– Ясный перец! Посею в нём зерно потребности и продам идею в лучшем свете. Видел бы ты его здешний домик в Ривьере, один из многих, но такой блин, дорогой! Для него эти миллионы как для нас с тобой копейки. – Усмехнулся Максим, тем временем глядя на единственный в своём роде бронзовый бюст древнеримского правителя, установленный в комнате на резном колоновидном мраморном постаменте в ряде других, с безмолвно застывшими лицами, натворившими немало дел в истории. Бюсты так и смотрели в середину комнаты от стены, мирно расположившись по обе стороны камина.

Подойдя к массивному плюшевому дивану строгих расцветок, стоящему напротив большого камина, Максим Орлов плюхнулся на него и добавил, – ещё не выяснили принцип работы найденного подвижного сплава?

Сокольский, прогуливаясь по полированной поверхности палубы на носу яхты, ответил, – пока нет, технических возможностей на Страннике маловато. И мозгов. Сюда бы Шелестова, Невзлина, Макарова и Садальского. Короче всех глав отделов.

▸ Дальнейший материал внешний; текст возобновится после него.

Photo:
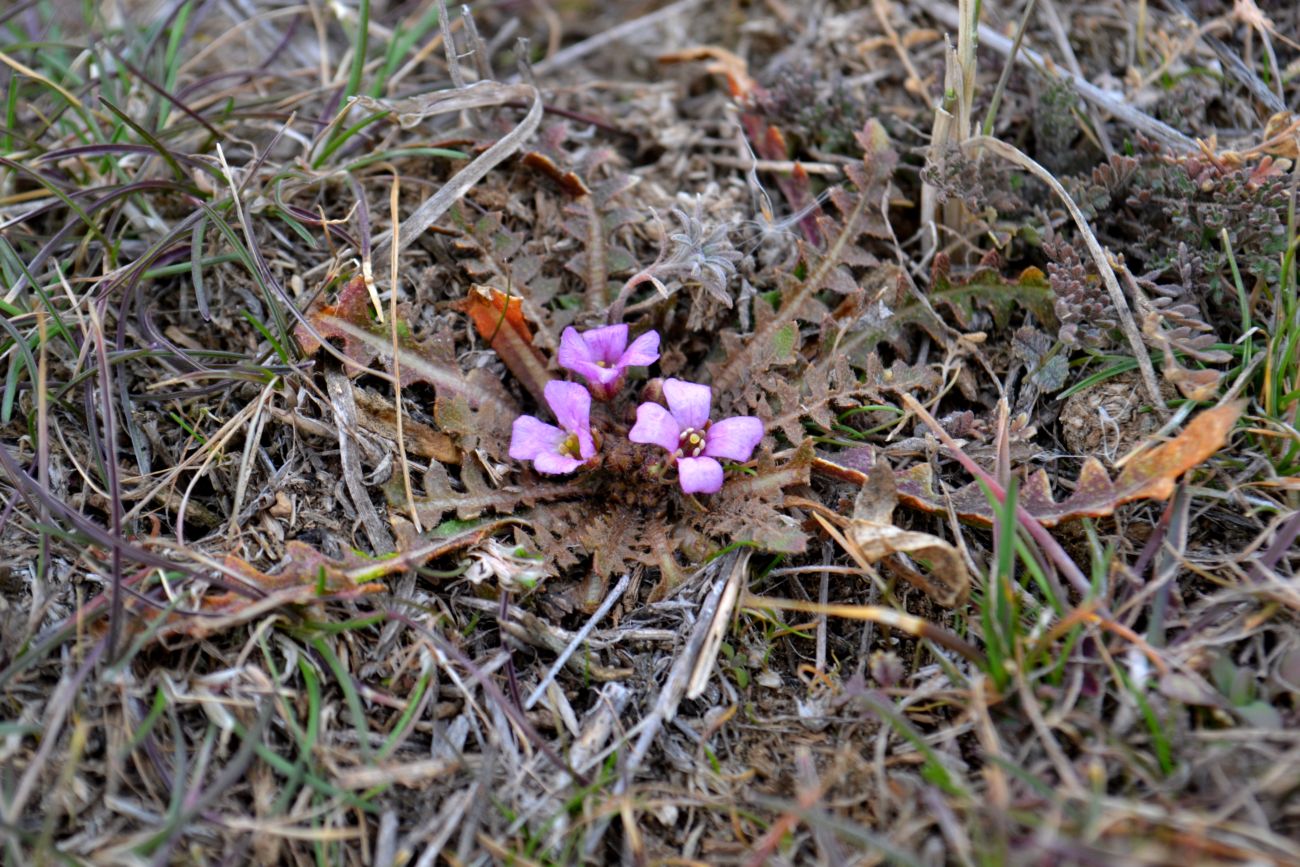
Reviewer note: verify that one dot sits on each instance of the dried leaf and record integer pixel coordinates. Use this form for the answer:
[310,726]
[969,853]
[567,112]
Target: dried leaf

– Садальский Максим Никитович всё-таки решил остаться в конторе? – справился Максим, помня полугодичный печальный инцидент в лаборатории, взрыв при эксперименте и то, что глава отдела чудом выжил и долгое время пролежал в лазарете под системой поддержания жизнедеятельности.

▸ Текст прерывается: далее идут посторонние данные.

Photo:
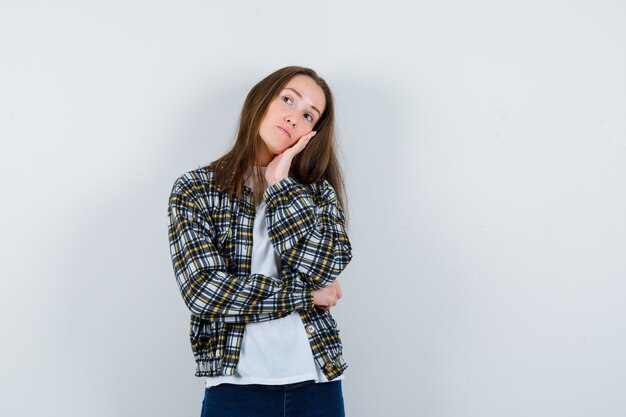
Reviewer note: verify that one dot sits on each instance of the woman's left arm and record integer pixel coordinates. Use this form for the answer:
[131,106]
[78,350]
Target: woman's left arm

– Отдел Перспективной Химии не представляется без него, и, пожалуй, лучших в этой области специалистов не сыщешь, – протянул Сокольский, представляя высокого, тучного телом и всегда весёлого духом Максима Никитовича. Учёного вечно в стерильном белом халате с исписанными на планшетнике формулами, колбочками, микроскопами, мензурками, расставленными в лаборатории, в стильных очках, за которыми скрывались добрые серые глаза.

– Это точно! – согласился Орлов, принимая очередную истину.

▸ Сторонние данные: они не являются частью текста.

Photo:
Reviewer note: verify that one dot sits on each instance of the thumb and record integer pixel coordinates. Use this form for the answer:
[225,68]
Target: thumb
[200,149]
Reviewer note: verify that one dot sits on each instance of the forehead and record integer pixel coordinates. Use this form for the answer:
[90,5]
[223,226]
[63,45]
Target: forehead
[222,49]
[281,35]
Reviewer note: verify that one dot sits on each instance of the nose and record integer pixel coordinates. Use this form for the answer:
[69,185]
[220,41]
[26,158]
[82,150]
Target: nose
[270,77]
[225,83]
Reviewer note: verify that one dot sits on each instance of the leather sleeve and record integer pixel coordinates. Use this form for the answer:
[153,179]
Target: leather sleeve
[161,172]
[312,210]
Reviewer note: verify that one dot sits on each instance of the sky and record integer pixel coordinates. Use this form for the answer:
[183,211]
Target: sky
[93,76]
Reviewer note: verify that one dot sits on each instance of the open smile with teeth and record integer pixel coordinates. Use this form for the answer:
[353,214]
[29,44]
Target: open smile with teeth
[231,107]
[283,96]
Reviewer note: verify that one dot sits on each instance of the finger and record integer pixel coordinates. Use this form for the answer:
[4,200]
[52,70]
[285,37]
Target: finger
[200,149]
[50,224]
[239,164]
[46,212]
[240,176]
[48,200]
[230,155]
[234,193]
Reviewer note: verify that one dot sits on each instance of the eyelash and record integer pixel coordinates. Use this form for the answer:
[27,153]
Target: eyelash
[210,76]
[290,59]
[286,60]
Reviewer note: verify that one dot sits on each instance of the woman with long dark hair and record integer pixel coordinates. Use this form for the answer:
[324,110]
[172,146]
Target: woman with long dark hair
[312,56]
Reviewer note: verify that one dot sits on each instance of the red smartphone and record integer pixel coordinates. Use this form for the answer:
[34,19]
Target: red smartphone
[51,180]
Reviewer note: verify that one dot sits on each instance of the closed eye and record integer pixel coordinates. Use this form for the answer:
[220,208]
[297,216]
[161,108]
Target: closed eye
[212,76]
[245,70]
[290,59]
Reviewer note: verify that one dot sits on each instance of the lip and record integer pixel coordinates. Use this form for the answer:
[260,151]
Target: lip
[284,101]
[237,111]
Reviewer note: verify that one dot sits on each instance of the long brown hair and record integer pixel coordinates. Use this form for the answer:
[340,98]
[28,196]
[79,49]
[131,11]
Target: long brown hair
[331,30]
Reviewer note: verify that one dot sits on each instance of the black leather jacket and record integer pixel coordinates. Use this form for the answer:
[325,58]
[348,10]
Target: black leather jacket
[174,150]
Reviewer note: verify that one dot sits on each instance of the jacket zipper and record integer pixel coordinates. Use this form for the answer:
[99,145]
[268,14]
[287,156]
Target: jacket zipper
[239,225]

За полтора года работы в агентстве, Максим познакомился со многими ассами и профессионалами, учёными и оперативными агентами, аналитиками, инженерами–проектировщиками, программистами и прочими высококвалифицированными сотрудниками, с людьми, с которых Орлову, совсем юному персонажу в истории агентстве Современных Революционных Технологий с его семидесятилетней историей постоянно хотелось и хочется брать пример, перенимать теоретические знания и практический опыт.

Хлопнув по мягкой нежной обивки дивана, Максим с долей радости и бодрости, несмотря на поздний во Франции час, дополнил. – Тогда до связи! Не пропадайте там, среди бескрайней синевы и островов прекрасных!

– Не пропадём! – ответил Сокольский, улыбаясь в трубку и зная, что друг улыбается ему в ответ.

Окончив сеанс связи, сунув коммуникатор в карман позитивно–цветастых шорт, Александр взъерошил волосы на голове и побрёл к столику под навесом верхней палубы. Там, внешнее освещение позволяло прибывать на открытом воздухе даже ночью и работать, или просто же отдыхать, впитывая неповторимую энергетику водной стихии.

Дойдя до столика и присев на стул, Сокольский, чувствуя прохладу, накинул на себя покрывальце, лежавшее на спинке соседнего кресла. Раскрыв большую увесистую книгу на нужной странице, юноша приковал глаза к желтоватым и потёртым от времени страницам, к красивому испанскому почерку, выведенному каталонскими чернилами.

Сокольский с лёгкой улыбкой стал вчитываться в текст, написанный два века назад испанским мореплавателем и романтиком, ведущим свой дневник. Этот дневник был найден Сокольским на полке среди коллекции, посвященной Испании и мореплаванию. Как он попал на борт Странствующего, этим вопросом он не задавался.

Из строк, прочитанных ранее, Сокольский с наслаждением рисовал картины давно минувших лет, времена колониальных войн и пиратства в бассейне Карибских вод и Атлантики, буквально переносясь всем сознанием на яркие деревянные корабли с высоченными мачтами и разноцветными штопанными парусами, хлопающими на ветру. Сокольский буквально слышал крики чаек и ор старпома, призывающего матросню тщательнее драить палубу от соли и обильнее просмаливать её.